With Cirklar, the Tingvall Trio, having received numerous awards, present their fifth studio album since the founding of the trio in 2003 alongside the live album "In Concert" from 2013. The cast of the Tingvall trio residing in Hamburg has remained constant over the years with the Swedish pianist Martin Tingvall, the Cuban contrabassist Omar Rodriguez Calvo and the German drummer Jürgen Spiegel. Another noteworthy constant is that all the predominantly melodious compositions performed by this jazz trio come from Martin Tingvall, who regularly backs out to the productive silence of his southern Swedish home town Snarestad. The pieces on Cirklar circulate around stories that life wrote, about very individual experiences of Martin Tingvall, such as experiences with his children. The listener, who is primarily concerned with music, and perhaps with the mood in which it was created, may be less interested in the personal background of the music than in its expression and in the quality of making music. And the new Tingvall album is overflowing therewith - not unlike its predecessors exuding highest improvisational art in typical, unmistakable Tingvall sound, shimmering between progressive and catchy jazz.
"Evighetsmaskinen" is a typical Tingvallian work mirroring as a microcosm the virtues of the trio embracing tremendous playfulness and nurturing a distinct sound. The piano refinedly builds up simple melodies to modify them modestly in an exceedingly lively and very fresh manner. Nordic melancholy now and again attracts attention. Quietly the song dies away. A masterpiece of jazz. What a trio!

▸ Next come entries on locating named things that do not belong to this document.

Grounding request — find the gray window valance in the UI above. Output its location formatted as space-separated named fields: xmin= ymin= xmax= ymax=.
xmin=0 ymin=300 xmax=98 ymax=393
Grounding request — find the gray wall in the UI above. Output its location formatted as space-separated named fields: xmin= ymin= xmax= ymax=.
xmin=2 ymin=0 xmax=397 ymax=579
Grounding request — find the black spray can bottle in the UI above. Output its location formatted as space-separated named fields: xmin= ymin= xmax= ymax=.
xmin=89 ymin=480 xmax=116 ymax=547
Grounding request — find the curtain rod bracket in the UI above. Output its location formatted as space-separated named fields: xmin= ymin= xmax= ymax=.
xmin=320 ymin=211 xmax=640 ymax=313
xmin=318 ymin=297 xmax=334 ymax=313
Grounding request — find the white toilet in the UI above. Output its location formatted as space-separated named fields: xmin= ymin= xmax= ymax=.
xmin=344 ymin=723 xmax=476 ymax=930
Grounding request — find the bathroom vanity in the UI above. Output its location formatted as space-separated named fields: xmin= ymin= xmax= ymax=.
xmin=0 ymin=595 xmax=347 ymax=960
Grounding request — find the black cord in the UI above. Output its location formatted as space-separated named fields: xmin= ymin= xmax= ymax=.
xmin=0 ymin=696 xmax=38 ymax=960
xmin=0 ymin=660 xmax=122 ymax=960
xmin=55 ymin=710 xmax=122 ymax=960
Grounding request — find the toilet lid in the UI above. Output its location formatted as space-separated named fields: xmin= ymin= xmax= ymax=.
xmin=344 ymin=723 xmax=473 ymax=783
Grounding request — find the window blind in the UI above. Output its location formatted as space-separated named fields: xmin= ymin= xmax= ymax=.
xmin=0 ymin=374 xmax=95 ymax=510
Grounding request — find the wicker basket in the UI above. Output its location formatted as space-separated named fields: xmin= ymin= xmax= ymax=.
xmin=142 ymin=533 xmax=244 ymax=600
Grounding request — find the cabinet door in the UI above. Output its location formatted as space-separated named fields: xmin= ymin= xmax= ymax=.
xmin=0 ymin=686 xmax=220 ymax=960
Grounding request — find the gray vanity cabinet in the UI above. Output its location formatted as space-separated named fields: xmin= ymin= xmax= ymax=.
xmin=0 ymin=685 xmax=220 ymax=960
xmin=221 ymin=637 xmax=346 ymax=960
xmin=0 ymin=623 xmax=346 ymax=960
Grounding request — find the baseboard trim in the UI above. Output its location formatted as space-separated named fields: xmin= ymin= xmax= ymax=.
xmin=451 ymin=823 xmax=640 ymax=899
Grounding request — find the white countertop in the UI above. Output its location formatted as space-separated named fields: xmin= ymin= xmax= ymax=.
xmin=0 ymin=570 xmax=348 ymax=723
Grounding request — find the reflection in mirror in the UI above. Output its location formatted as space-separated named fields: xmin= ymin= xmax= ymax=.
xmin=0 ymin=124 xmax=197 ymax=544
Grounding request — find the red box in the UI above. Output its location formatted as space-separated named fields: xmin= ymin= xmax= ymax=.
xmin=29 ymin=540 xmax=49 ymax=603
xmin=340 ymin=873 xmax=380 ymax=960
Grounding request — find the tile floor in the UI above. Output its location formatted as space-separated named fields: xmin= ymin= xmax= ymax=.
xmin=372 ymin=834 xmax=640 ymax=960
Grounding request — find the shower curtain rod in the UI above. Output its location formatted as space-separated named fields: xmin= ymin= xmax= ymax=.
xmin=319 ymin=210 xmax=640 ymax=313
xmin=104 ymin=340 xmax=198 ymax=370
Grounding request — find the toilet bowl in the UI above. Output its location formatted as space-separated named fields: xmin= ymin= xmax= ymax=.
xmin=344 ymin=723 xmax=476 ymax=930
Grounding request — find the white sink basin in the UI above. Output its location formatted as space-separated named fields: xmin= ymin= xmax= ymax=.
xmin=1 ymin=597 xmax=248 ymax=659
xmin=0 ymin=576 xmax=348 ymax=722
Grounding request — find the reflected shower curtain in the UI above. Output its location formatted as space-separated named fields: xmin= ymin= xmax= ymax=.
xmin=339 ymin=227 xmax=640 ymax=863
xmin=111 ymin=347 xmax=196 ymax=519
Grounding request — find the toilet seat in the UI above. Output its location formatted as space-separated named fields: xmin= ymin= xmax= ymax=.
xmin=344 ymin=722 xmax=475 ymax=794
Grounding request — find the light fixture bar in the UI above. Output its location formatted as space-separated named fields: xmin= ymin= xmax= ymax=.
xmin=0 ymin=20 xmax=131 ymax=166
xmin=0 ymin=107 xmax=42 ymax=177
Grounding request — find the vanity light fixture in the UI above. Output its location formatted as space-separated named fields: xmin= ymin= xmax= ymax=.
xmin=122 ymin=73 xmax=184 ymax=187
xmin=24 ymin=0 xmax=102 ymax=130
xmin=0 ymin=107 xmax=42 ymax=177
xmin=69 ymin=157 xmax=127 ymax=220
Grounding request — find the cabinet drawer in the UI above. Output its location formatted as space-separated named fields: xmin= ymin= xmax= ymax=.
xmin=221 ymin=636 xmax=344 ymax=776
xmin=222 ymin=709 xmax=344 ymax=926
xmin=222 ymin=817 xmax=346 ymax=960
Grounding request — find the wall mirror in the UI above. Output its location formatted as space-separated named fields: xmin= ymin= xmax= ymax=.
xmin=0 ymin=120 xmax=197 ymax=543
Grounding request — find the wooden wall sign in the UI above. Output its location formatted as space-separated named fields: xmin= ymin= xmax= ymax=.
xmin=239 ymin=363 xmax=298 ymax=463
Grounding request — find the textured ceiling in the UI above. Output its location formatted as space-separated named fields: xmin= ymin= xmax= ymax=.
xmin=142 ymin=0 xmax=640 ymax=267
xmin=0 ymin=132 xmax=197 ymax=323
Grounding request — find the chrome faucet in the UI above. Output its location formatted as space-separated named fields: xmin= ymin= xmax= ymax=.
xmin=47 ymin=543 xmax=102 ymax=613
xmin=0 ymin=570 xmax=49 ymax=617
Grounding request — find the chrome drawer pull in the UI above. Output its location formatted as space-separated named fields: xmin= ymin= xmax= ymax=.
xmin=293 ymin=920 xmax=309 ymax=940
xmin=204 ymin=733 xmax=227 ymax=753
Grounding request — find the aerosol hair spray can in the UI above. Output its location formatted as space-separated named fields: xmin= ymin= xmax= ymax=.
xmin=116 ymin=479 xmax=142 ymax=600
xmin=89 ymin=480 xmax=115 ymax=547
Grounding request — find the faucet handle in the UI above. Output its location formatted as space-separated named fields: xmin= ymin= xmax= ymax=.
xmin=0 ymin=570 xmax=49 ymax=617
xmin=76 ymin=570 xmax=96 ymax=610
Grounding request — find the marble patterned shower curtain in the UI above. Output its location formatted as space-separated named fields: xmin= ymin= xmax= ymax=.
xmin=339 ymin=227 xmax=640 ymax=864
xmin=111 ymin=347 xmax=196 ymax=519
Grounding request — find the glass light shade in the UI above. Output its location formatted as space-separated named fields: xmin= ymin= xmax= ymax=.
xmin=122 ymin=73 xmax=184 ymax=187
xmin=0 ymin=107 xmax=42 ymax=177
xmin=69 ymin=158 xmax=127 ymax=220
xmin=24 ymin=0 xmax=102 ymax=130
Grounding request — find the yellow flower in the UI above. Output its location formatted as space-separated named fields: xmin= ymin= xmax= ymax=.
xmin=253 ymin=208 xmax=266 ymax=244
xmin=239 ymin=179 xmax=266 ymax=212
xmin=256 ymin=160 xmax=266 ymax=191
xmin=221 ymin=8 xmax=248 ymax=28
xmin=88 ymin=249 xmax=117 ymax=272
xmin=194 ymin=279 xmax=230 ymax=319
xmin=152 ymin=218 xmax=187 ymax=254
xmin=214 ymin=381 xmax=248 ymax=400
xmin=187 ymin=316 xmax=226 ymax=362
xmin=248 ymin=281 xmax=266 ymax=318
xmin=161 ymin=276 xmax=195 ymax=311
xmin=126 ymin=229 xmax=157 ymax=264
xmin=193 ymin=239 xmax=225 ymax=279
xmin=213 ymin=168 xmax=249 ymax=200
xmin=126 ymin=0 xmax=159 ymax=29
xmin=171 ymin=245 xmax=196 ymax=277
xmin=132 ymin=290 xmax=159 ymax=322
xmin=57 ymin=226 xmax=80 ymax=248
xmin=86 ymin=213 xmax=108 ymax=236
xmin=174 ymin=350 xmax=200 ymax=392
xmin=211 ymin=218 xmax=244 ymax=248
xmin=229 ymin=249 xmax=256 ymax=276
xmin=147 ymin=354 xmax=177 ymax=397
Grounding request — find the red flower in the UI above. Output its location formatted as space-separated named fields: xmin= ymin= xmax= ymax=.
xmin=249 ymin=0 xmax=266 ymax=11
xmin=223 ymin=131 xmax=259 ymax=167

Anyone who expected "Skånsk Blues" being a heartbreaking blues, coming along melancholically in the kind as originally practiced at the Mississippi Delta and at Chicago, will learn to be completely wrong. A "blues" can hardly be intoned and passed through more life asserting than in this case. Maybe this is the Scandinavian way of singing the blues preferred by the Tingvall Trio in Cirklar. In the title song, the bass has the opportunity to a detailed solo, which is a rather rare event for the Tingvall Trio preferring the habitus of attaching importance to a continuous flow of music. The short "Det Gröna Hotellet" acts gloomy and sufficiently melancholic like a Scandinavian counterpart of the Chicago blues. "Tidlös" exudes sheer optimism very well blatantly served by the piano. In "Karusellen" we find the trio in a very good mood after a thoughtful, rather introverted "psalm", even in a decided champagne mood. Ultimately, Cirklar culminates in "Elis Visa", whose untroubled, graceful melody is presented by the trio loosely and easily just like a top chef presents as the last course of a masterfully successful menu, an airy soufflé. We can look forward to what the team of the formidable Tingvall Trio, under the guidance of his top chef Martin Tingvall will present as next delicious menu.